Along with the recently finished film, which was put on hold in an incomplete state in 1947, there will be a lecture by Dr. Lawrence Blumberg and an exhibition/sale of 19 “rare and limited edition” prints signed by Roy Disney.

So what are these prints? Presumably they are reproductions of original story board images that Dali created, or they might be reproductions of the cells created to make the movie. They are “rare” only because Disney decided to make a smallish edition. The fact that they are signed by Roy Disney means nothing. He had no part in their original creation (they’re Dali’s work), but did sponsor the completion of the movie and its 3D computer digitization. No one should be surprised that a new way was found to capitalize on Dali’s work and, with a great deal of hype, present it as much more than it actually is. After all, in the art market, everything is about perception.
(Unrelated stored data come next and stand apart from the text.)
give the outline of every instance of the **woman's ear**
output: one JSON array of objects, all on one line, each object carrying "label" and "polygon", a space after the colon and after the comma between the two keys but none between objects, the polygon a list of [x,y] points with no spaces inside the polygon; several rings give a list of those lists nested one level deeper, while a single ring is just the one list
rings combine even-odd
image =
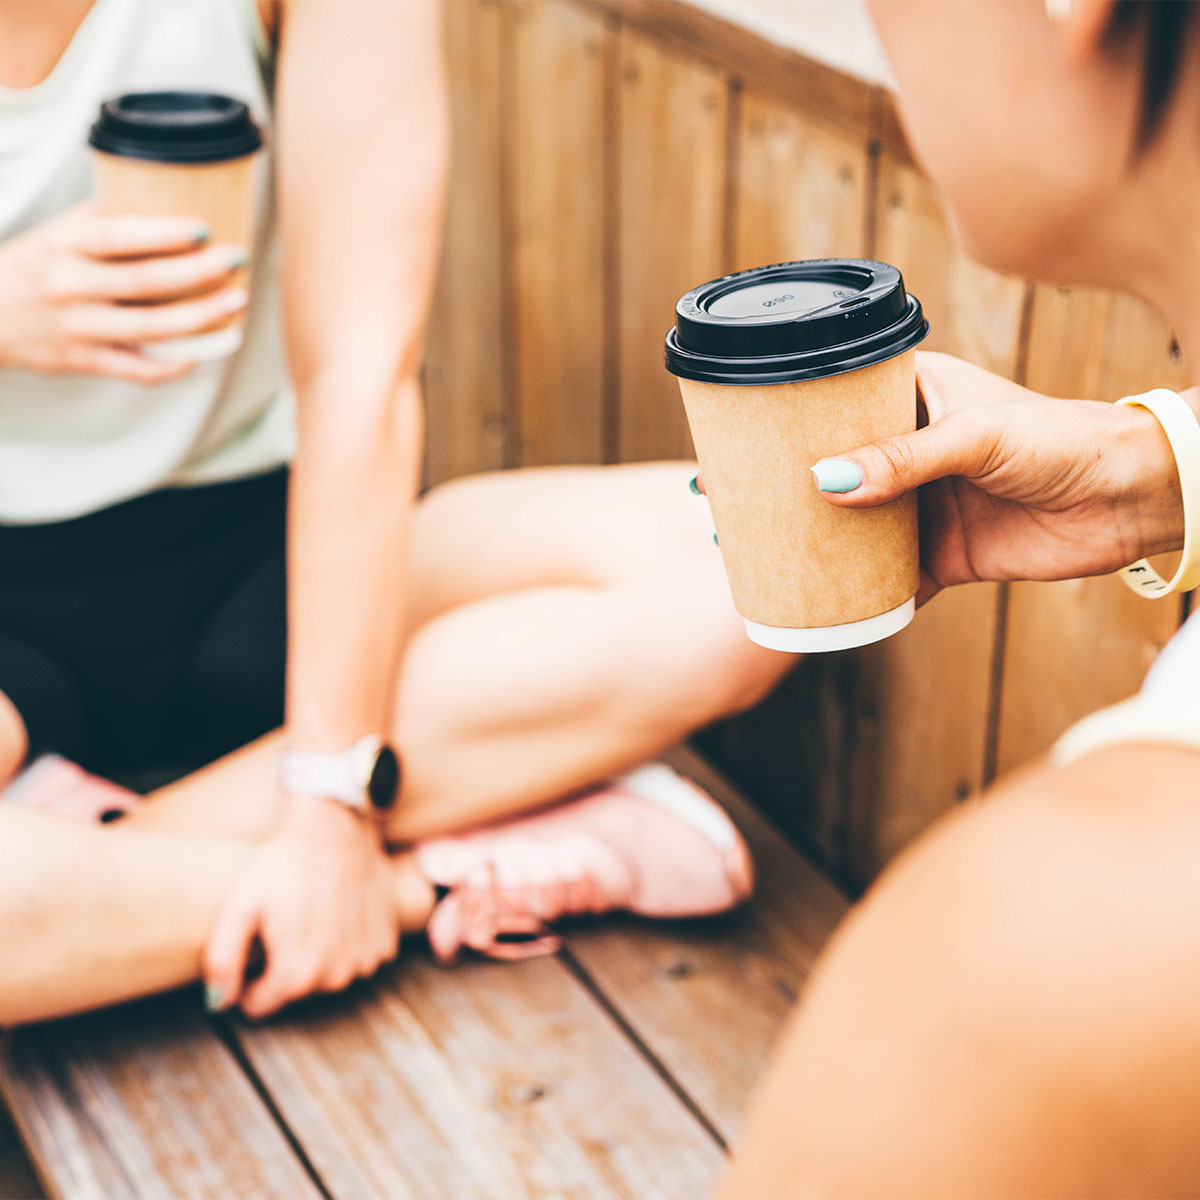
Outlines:
[{"label": "woman's ear", "polygon": [[1070,62],[1085,63],[1097,53],[1116,5],[1117,0],[1046,0]]}]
The original story board images were drawn in India ink by Salvador Dali and I have seen a great many of them. The first I saw at a fine collection in Gross Point, Michigan. The next timeĀ I ran across them was under very different circumstances.

I visited the Disney-Dreamworks Studios with federal agents and had a meeting with Michael Eisner and a couple of his guys. We were there as part of an investigation for one of the federal court prosecutions for which I served as an expert witness. Eisner was neither nice nor helpful, but we did learn that a quantity of the DESTINO story board images had disappeared some years earlier. In other words, those I examined in Michigan and elsewhere were stolen property, even though the current owners did not know it.

Knowing what I do now, if I again encounter one of the drawings, I’ll state in my Appraisal Report that it is stolen and therefore cannot pass with good title and therefore has a negligible market value.